During my pregnancy, because I had chosen a natural path, I was surrounded by a lot of professionals and moms-to-be that advocated for home births.  My husband and I knew we wanted a hospital birth, though we appreciated the view of the homebirthers that childbirth was, for most women, a perfectly natural event that didn’t require medical intervention.  I still respect this view, as my decision to birth in a hospital was respected by them, but I think it’s worth noting that though I expected to have a normal birth (or as normal as possible when preeclampsia is involved) it didn’t end up that way.  I bled…a lot.  I ended up with a transfusion the day after my son was born, to put into context just how much blood I lost.  This was not something my OB could have foreseen happening and it’s a damn good thing I was in the hospital to deliver, because she was able to take immediate action to stop the blood loss–I’m certain my already being in a medical environment kept me from losing more blood than I would have had I birthed at home and traveled to a hospital immediately following delivery.  So, if you’re asking me for my opinion, I highly recommend choosing a doctor who shares and respects your view of childbirth and, if you do that, you can have a great experience in a hospital setting.  And you’ll already be there just in case something goes awry that needs immediate attention.

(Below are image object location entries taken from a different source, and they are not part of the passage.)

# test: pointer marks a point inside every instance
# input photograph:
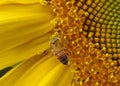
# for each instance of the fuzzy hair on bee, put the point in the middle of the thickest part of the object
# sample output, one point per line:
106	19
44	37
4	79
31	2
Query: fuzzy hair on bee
58	49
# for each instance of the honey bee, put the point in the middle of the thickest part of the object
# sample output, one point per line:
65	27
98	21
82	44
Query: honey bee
59	50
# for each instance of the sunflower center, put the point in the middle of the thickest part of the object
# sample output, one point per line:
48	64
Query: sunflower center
90	30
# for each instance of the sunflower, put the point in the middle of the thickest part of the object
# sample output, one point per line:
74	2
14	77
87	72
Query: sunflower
87	34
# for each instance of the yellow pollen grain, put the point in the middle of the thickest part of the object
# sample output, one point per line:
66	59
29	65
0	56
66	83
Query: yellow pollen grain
85	29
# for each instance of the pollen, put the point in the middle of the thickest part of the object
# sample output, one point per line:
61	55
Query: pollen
90	30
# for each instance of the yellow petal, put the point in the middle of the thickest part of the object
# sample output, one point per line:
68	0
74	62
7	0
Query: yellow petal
24	31
47	71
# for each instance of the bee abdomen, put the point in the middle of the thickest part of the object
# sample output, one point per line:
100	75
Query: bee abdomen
63	59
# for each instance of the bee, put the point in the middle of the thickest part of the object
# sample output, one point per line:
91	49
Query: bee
59	50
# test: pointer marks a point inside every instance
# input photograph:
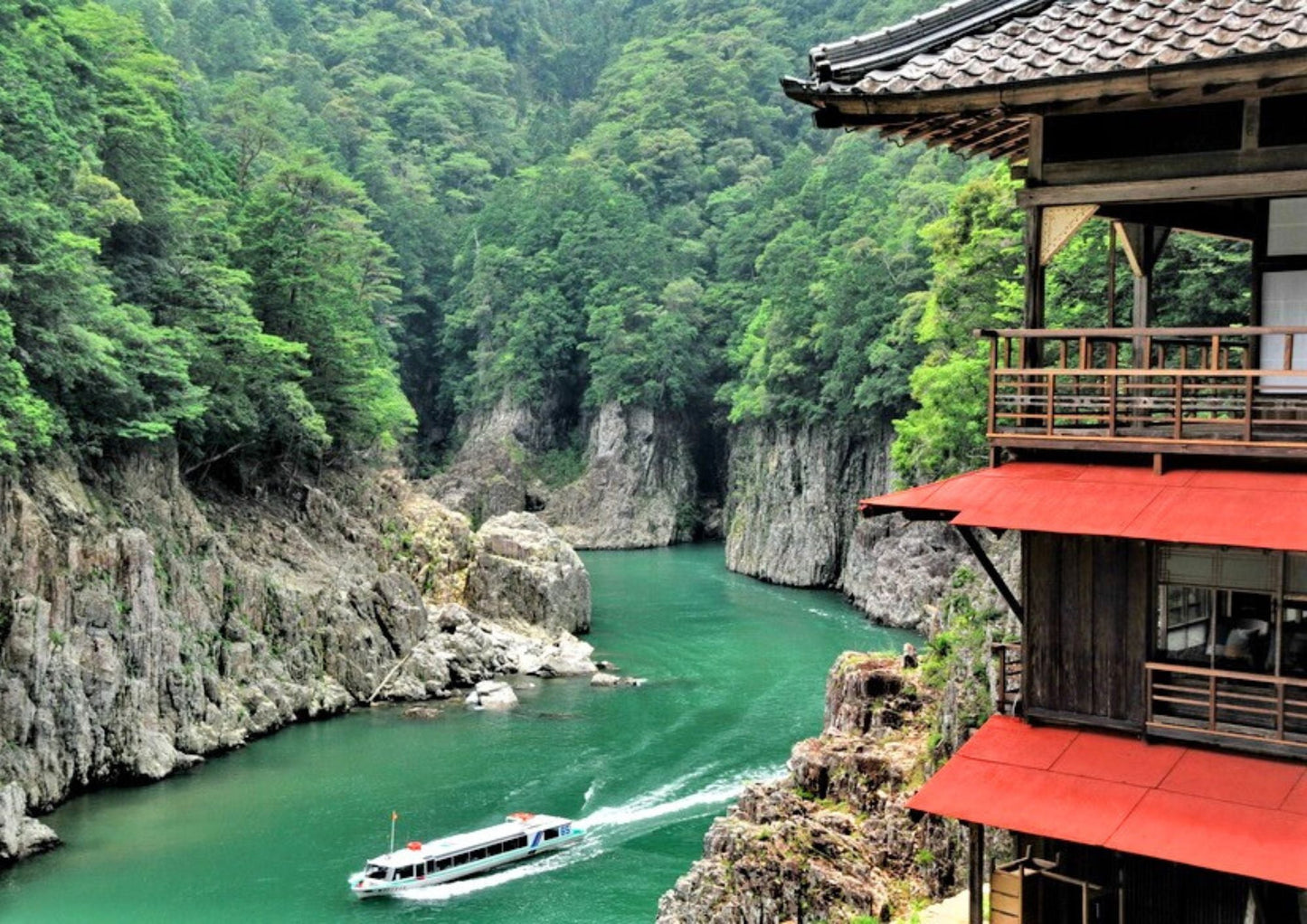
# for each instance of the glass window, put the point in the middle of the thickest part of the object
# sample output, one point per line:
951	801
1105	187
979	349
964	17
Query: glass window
1293	655
1184	627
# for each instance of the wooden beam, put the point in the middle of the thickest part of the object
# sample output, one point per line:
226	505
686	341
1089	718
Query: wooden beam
1243	75
1168	166
1251	125
1142	246
1036	150
975	873
1060	223
1033	313
992	572
1245	185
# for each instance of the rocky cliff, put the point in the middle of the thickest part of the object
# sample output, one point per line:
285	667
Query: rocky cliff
792	519
639	487
143	627
488	475
831	841
635	486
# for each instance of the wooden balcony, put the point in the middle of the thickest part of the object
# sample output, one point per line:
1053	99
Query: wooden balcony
1007	683
1242	710
1218	391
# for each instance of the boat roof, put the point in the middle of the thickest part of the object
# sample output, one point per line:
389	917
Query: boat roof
460	842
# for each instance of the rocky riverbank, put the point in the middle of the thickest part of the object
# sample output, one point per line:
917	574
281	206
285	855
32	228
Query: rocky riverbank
146	627
789	507
831	841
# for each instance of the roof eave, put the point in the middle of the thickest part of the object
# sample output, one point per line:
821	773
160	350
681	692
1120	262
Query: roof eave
1025	97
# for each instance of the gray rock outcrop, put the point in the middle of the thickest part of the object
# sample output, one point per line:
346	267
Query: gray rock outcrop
487	476
792	499
493	694
639	486
21	836
525	572
831	841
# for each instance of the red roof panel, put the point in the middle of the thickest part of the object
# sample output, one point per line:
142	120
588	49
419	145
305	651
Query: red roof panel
1260	510
1242	839
1236	815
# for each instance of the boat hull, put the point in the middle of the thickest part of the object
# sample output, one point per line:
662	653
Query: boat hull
365	888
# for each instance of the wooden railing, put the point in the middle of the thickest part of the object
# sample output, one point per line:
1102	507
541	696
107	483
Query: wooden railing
1149	390
1226	704
1008	669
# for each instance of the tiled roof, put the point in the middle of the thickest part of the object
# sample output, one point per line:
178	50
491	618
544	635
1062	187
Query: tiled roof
1081	38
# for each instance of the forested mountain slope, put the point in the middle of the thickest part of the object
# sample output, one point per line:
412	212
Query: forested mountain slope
583	251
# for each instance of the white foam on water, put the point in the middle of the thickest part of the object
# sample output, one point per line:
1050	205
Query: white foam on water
602	830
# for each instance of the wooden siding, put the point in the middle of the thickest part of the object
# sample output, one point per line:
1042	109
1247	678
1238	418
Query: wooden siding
1087	616
1153	891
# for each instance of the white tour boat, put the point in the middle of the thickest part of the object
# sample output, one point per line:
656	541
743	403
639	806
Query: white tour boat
423	864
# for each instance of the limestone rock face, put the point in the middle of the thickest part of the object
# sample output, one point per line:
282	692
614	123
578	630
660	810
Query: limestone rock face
488	476
525	572
639	486
149	627
20	835
792	499
831	841
792	519
895	570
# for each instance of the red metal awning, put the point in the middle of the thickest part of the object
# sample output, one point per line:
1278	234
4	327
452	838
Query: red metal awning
1256	510
1236	815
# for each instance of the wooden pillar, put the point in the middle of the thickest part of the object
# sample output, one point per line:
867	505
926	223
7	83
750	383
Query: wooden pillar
975	873
1142	245
1033	313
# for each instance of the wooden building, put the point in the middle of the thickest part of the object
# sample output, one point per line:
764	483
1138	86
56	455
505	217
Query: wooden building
1156	770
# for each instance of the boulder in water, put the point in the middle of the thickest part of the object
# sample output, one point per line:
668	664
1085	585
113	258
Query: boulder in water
493	694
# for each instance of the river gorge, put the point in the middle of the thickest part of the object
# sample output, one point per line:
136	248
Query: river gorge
734	674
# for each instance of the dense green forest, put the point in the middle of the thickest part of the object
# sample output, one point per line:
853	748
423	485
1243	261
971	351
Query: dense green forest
284	234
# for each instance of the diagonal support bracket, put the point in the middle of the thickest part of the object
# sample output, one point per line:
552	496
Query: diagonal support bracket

Motherhood.  One paragraph on this is not enough, and I’m sure this topic will have many future posts devoted to it.  Everything that everyone told me about having a child is true, but to extremes I could not imagine.  I was told I’d be tired, but I had no idea just how tired.  They told me I’d be madly in love, but I couldn’t comprehend the depth of that love until my baby was in my arms.  His half birthday was yesterday.  I’m still frequently exhausted, unkempt and looking for any morsel of food I can quickly shove into my mouth, but I’ve never been happier.  I went many years thinking I’d never want children, and now I can’t imagine why or how I ever thought that my life would be better that way.

Hope to be posting here more frequently in the days and weeks to come!  Happy Spring, all!